The gloom of the continuing storm, and the rapidly approaching night, rendered the gorge almost destitute of light. Every minute it grew darker, but objects about the interior of the cabin were still distinguishable. There was but one room, with rotten board floor, strewed with the mouldering leaves of several autumns, and grown with moss along the edges of the walls. Fungi choked the interstices between the logs, and over them snow had sifted, and fallen in streaks upon the floor. An unboarded window opposite to the solitary door looked out upon the grim, stony cliff that rose not ten feet away. A fire-place, filled with snow, was at the end of the room, and over three-fourths of the apartment was a loft, rather shaky in appearance.
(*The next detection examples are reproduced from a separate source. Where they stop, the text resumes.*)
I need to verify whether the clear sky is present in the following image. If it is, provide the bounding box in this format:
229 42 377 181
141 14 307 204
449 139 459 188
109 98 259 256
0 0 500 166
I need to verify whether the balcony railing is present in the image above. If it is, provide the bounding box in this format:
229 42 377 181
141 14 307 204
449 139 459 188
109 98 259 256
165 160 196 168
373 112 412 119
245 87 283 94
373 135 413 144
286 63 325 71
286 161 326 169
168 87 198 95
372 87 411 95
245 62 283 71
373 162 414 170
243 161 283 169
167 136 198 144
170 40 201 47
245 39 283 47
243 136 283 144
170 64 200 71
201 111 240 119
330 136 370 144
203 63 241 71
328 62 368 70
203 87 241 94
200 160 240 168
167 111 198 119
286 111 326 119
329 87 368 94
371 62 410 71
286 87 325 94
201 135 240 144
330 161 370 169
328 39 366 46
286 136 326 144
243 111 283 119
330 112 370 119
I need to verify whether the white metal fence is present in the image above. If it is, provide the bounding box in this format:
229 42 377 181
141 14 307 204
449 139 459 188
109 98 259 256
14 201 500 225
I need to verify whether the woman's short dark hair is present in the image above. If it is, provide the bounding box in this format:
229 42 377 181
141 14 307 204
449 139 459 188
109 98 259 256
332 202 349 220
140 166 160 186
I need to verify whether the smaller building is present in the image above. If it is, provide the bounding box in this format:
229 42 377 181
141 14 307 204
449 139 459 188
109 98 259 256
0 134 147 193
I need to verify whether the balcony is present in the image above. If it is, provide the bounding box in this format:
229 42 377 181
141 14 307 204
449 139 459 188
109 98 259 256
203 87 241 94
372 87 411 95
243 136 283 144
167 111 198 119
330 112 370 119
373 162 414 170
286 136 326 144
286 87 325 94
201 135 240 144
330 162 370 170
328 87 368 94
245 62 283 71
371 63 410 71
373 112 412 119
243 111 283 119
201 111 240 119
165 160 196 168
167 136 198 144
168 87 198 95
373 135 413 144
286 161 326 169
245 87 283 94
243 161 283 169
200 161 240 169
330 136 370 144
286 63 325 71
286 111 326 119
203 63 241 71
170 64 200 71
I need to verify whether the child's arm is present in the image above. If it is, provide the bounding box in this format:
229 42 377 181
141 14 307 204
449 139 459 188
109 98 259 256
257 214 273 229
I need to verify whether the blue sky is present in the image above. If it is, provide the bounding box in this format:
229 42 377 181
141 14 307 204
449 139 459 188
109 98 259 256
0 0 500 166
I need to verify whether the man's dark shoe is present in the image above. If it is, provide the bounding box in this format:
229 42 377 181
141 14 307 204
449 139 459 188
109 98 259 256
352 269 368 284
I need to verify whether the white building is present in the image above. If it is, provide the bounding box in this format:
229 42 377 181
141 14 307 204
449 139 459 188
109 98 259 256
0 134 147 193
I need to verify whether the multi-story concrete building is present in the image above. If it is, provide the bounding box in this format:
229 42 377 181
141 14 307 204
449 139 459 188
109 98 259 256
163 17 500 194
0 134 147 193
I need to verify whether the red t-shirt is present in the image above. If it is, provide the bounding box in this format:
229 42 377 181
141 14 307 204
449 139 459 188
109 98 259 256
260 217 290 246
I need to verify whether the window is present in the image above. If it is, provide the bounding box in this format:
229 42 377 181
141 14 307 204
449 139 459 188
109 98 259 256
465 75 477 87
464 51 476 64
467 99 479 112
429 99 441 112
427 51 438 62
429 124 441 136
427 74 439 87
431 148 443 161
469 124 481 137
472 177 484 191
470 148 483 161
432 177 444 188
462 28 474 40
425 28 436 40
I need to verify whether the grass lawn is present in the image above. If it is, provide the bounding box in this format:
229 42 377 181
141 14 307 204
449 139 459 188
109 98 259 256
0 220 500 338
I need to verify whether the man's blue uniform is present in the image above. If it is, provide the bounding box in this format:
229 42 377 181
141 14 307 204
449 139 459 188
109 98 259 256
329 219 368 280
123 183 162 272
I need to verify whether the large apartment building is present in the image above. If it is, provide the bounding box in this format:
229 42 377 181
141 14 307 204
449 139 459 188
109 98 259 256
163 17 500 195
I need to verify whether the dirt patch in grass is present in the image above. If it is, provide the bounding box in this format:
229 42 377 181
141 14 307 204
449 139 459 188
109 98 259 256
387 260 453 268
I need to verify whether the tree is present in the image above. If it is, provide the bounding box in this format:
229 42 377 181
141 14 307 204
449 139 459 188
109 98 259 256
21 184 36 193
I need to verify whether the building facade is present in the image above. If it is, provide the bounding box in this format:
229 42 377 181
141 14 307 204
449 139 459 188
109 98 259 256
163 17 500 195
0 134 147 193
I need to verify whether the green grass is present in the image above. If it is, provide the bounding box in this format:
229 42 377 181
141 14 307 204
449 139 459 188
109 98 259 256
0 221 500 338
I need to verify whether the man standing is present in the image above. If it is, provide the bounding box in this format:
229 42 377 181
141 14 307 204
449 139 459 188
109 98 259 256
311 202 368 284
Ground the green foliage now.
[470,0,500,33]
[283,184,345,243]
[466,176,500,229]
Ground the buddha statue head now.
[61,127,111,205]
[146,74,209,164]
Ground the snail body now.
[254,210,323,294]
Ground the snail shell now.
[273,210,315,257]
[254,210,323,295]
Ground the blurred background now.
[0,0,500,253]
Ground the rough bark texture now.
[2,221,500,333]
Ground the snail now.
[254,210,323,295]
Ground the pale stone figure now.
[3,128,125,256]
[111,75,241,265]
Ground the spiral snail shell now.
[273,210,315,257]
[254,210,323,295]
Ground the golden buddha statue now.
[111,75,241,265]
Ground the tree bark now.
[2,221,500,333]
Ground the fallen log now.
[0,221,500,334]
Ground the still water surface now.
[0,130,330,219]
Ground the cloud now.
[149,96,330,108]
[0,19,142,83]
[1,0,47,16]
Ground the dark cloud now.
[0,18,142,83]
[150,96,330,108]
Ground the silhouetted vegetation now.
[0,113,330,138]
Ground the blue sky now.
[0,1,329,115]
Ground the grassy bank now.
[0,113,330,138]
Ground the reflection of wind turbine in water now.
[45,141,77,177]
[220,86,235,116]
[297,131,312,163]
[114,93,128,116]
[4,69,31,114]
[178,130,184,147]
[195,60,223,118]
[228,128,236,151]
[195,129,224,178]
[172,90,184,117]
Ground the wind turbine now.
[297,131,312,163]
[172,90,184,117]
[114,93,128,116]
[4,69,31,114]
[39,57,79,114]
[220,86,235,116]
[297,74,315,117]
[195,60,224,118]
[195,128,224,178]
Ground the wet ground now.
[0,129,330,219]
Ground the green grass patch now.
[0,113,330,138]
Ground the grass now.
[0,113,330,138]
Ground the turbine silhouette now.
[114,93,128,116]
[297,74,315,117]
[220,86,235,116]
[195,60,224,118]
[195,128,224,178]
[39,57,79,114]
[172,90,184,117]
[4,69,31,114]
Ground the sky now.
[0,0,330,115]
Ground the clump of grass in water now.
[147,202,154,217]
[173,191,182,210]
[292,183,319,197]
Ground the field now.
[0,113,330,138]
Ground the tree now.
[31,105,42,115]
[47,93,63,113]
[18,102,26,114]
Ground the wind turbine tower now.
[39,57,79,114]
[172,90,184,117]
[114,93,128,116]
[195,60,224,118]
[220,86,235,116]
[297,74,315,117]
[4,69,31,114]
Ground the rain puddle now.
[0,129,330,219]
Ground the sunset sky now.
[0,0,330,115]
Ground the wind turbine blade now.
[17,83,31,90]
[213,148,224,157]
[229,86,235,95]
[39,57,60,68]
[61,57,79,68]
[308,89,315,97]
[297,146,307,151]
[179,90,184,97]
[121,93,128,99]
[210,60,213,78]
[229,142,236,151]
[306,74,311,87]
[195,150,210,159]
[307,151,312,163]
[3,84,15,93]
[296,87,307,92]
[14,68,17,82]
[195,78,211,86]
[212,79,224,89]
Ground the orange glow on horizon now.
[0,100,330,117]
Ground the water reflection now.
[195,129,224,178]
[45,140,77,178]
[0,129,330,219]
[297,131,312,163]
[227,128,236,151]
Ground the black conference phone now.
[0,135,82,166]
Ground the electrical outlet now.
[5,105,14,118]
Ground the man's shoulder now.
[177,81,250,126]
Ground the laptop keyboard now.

We scraped the snow from the hearth; Tabal, under my instructions, tore off a pile of well-seasoned boards from the loft floor, and soon a crackling fire brightened and cheered the interior of the cabin. My companion was now more at his ease, and spreading our blankets, we laid down with our feet to the grateful fire.

As I spread out my blanket I noticed a pool of fresh blood, fully two feet in diameter on the floor by my hand. I covered it instantly, fearful that Tabal might see it. How did it come there?

“Tabal,” I said, “tell me now what you meant by this hut having ghosts or ‘hants’ as you term them; and why do you think it so haunted?”

He responded with a long story which I will make short: The cove had been cleared thirty years before by Cummings, a denizen of the mountains. One night when he was on a spree in the settlement, his wife, in a crazy fit, hung herself to a cabin rafter. Cummings, with his household property and progeny, deserted the premises, and for many years the cabin remained unoccupied, until a party of hunters made a night’s lodging there, and in an altercation a man named Gil True was instantly killed by an enraged companion. Strange sights and sounds were connected with it after the first death, and more after the second. Every superstitious old woman told some terrible tale about it, until it had become known throughout the country as the “haunted” cabin.

After this narrative the train of thoughts which it awakened and the strangeness of my situation prevented me from going immediately to sleep, and hours elapsed before I was in the arms of “Nature’s fond nurse.” Tabal’s regular snoring I suppose put me in that condition.

How long I slept I know not, but I awoke with a start. Terrible, blood-curdling cries, like those from a woman or child in distress, came from the end of the room opposite the chimney.

The fire was still blazing, and by it I saw that Tabal was awake, lying half raised from his blanket, and with eyes fixed on the back of the room, was intent on listening. Several piercing cries, with intervals between, rang out, and the last one had just died down, when there was a sound of some heavy body falling on the roof, a rumble, then a terrific crash, after which all was darkness, blackest darkness in the room.

Successive creakings of the cabin, and sputterings and hissings from the fire-place ensued.

I attempted to call out but could not.